Putman Kristin, Moheb Mohamad El, Shen Chengli, Witt Russell G, Ruff Samantha M, Tsung Allan
Department of Surgery, University of Virginia, Charlottesville, VA, USA.
School of Data Science, University of Virginia, Charlottesville, VA, USA.
Ann Surg Oncol. 2025 May;32(5):3526-3538. doi: 10.1245/s10434-025-16942-5. Epub 2025 Feb 5.
Length of stay (LOS) is a key indicator of posthepatectomy care quality. While clinical factors influencing LOS are identified, the balance between clinical and nonclinical influences remains unquantified. We developed an artificial intelligence (AI) framework to quantify clinical influences on LOS and infer the impact of hard-to-measure nonclinical factors.
Patients from the 2017 to 2021 ACS NSQIP Hepatectomy-Targeted database were stratified into major and minor hepatectomy groups. A three-tiered model-multivariable linear regression (MLR), random forest (RF), and extreme gradient boosting (XGBoost)-was developed to evaluate the effect of 52 clinical variables on LOS. Models were fine-tuned to maximize clinical variables' explanatory power, with residual unexplained variability attributed to nonclinical factors.

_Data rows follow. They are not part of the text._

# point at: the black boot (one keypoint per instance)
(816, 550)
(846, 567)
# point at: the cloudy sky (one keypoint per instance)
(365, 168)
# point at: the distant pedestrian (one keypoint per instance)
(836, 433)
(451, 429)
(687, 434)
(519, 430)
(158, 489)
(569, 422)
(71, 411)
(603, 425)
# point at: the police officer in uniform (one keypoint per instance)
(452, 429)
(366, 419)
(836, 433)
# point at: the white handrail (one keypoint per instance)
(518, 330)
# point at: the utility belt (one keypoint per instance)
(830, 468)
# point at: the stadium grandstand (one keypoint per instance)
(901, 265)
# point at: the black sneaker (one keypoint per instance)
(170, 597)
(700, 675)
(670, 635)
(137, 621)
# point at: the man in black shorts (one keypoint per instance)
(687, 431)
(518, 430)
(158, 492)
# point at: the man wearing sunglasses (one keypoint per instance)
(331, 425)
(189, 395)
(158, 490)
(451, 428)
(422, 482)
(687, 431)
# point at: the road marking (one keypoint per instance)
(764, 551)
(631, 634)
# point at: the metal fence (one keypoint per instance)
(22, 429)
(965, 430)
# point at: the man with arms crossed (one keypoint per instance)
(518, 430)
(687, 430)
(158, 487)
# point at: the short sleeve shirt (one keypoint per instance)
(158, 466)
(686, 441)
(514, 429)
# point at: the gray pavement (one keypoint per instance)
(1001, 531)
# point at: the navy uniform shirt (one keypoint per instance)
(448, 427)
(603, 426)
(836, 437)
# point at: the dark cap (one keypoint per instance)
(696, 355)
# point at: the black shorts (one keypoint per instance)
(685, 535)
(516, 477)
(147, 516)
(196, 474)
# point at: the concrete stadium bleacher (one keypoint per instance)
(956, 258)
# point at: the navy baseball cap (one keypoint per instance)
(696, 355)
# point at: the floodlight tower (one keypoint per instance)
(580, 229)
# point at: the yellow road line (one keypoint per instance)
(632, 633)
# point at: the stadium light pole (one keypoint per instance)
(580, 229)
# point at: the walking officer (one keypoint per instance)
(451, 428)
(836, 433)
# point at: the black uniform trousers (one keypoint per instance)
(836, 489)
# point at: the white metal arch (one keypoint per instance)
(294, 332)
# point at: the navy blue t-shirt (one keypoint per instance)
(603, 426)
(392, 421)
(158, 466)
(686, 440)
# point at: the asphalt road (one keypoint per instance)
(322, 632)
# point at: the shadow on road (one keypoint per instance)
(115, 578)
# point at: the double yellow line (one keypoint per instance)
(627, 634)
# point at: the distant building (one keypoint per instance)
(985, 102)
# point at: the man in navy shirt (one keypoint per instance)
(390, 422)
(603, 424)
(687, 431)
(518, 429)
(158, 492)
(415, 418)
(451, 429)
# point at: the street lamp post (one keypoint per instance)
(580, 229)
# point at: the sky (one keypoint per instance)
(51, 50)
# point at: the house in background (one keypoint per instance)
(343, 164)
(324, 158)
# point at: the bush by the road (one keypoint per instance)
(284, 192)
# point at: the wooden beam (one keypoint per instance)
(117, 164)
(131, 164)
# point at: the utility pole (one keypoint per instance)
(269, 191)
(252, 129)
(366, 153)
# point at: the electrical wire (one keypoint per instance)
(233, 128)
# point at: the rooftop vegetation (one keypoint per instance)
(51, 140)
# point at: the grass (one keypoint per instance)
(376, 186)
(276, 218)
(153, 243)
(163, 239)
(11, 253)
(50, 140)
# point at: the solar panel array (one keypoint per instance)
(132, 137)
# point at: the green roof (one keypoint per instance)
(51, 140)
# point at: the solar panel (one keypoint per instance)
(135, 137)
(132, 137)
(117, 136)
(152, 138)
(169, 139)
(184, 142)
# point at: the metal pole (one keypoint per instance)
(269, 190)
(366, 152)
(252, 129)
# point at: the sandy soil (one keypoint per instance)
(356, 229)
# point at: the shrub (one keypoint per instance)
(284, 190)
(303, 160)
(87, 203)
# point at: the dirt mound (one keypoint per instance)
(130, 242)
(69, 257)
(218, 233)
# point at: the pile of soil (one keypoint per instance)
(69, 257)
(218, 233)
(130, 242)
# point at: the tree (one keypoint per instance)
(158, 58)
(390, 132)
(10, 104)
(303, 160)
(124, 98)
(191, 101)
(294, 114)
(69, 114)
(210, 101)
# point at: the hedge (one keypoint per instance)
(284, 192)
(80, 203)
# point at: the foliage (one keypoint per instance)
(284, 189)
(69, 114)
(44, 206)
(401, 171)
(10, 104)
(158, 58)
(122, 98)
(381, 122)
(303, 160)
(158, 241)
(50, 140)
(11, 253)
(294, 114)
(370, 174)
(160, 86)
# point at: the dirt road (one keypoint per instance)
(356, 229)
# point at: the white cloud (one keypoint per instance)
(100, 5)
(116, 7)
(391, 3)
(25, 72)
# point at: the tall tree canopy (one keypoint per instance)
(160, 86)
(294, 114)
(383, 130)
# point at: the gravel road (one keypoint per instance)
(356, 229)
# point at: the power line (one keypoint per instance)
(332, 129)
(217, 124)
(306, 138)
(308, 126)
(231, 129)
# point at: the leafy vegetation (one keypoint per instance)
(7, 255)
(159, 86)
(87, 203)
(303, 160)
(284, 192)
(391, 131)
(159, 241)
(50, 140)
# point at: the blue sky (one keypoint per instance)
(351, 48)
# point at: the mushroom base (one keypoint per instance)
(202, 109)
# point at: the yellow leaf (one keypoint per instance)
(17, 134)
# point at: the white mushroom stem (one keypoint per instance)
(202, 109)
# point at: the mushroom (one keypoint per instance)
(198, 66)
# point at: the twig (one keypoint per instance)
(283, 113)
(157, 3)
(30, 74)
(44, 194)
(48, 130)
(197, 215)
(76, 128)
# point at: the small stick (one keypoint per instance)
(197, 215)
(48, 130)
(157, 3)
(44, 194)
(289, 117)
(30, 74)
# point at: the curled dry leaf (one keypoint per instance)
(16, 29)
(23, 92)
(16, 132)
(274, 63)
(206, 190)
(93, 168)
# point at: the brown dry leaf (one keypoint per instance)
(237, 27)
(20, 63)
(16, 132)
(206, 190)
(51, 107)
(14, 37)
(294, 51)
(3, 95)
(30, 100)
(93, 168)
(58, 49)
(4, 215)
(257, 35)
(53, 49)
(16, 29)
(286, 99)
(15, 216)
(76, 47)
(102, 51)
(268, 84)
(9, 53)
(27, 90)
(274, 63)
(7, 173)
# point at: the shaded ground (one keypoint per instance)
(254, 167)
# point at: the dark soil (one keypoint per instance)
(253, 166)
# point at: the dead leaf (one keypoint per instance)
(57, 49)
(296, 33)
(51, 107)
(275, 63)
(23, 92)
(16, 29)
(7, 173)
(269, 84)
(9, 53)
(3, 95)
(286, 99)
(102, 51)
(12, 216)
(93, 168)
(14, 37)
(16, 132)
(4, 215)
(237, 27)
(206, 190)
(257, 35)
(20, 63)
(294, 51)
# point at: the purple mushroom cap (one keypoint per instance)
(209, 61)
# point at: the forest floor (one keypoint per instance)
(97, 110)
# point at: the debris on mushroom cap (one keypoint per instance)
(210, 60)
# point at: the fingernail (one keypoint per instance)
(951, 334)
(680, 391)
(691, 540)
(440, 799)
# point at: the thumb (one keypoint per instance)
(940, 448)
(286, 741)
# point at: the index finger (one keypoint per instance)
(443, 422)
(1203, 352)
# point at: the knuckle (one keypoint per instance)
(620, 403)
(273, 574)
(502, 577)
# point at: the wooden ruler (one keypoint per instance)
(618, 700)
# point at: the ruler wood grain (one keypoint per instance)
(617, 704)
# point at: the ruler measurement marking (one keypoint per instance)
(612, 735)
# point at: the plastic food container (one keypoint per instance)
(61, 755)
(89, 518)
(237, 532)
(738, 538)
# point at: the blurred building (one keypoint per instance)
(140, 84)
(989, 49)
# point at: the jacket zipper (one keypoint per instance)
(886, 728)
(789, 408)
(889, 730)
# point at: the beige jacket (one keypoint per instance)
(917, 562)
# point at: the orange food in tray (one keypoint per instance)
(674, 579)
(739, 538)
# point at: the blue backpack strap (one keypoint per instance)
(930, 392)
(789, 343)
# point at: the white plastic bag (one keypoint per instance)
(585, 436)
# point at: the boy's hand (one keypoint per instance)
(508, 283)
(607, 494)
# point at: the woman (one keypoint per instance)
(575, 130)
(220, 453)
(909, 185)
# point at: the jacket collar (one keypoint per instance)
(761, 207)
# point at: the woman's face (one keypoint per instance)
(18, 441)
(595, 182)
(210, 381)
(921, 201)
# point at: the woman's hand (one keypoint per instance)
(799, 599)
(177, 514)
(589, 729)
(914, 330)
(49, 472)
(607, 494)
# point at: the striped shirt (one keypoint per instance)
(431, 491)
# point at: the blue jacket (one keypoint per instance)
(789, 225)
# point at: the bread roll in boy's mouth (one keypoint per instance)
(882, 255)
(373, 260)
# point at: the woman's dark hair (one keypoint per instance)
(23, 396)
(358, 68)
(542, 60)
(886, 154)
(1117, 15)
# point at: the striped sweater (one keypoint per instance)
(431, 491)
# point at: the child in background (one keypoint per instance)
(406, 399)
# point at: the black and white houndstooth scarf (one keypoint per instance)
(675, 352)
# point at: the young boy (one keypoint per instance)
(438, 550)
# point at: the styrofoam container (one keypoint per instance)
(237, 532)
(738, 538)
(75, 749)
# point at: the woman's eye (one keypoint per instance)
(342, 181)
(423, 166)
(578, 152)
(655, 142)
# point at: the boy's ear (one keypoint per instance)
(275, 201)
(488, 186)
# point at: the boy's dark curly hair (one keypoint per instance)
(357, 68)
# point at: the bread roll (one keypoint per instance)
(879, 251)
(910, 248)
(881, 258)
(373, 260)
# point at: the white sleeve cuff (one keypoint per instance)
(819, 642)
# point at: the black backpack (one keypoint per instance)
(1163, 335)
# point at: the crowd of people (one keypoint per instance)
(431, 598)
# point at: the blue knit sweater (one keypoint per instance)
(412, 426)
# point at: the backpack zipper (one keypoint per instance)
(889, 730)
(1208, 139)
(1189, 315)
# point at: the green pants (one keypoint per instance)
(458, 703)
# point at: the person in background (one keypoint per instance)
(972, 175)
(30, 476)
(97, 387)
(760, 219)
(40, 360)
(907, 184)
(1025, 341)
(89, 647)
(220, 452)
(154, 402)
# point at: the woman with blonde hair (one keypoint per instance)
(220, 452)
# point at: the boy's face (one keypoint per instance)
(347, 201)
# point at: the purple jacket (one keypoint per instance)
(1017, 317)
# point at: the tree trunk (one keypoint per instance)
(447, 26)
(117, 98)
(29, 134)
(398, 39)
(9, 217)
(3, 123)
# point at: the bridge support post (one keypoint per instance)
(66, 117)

Model performance was measured using R and mean absolute error (MAE).
A total of 21,039 patients (mean age: 60 years; 51% male) were included: 70% underwent minor resection (mean LOS: 5.0 days), and 30% underwent major resection (mean LOS: 6.9 days). Random forest had the best performance, explaining 75% of LOS variability for both groups (R: 0.75). The significant improvement in R from MLR to RF suggests significant nonlinear interactions of clinical factors' impact on LOS. Mean absolute errors were 1.15 and 1.38 days for minor and major resections, indicating that clinical factors could not explain 1.15 to 1.38 days of LOS.
This study is the first to measure the true influence of clinical factors on posthepatectomy LOS, showing that they explain 75% of the variability. Furthermore, it indirectly evaluated the overall impact of hard-to-measure nonclinical factors, revealing that they account for 25% of LOS.
住院时间(LOS)是肝切除术后护理质量的关键指标。虽然已确定影响住院时间的临床因素,但临床和非临床影响之间的平衡仍未得到量化。我们开发了一种人工智能(AI)框架,以量化临床因素对住院时间的影响,并推断难以测量的非临床因素的影响。
将2017年至2021年美国外科医师协会国家外科质量改进计划(ACS NSQIP)肝切除靶向数据库中的患者分为大肝切除组和小肝切除组。开发了一个三层模型——多变量线性回归(MLR)、随机森林(RF)和极端梯度提升(XGBoost)——以评估52个临床变量对住院时间的影响。对模型进行微调,以最大限度地提高临床变量的解释力,将剩余无法解释的变异性归因于非临床因素。使用R和平均绝对误差(MAE)来衡量模型性能。
共纳入21039例患者(平均年龄:60岁;51%为男性):70%接受小范围切除(平均住院时间:5.0天),30%接受大范围切除(平均住院时间:6.9天)。随机森林表现最佳,两组住院时间变异性的解释率均为75%(R:0.75)。从MLR到RF,R的显著提高表明临床因素对住院时间的影响存在显著的非线性相互作用。小范围和大范围切除的平均绝对误差分别为1.15天和1.38天,表明临床因素无法解释1.15至1.38天的住院时间。
本研究首次测量了临床因素对肝切除术后住院时间的真实影响,表明它们解释了75%的变异性。此外,它间接评估了难以测量的非临床因素的总体影响,表明它们占住院时间的25%。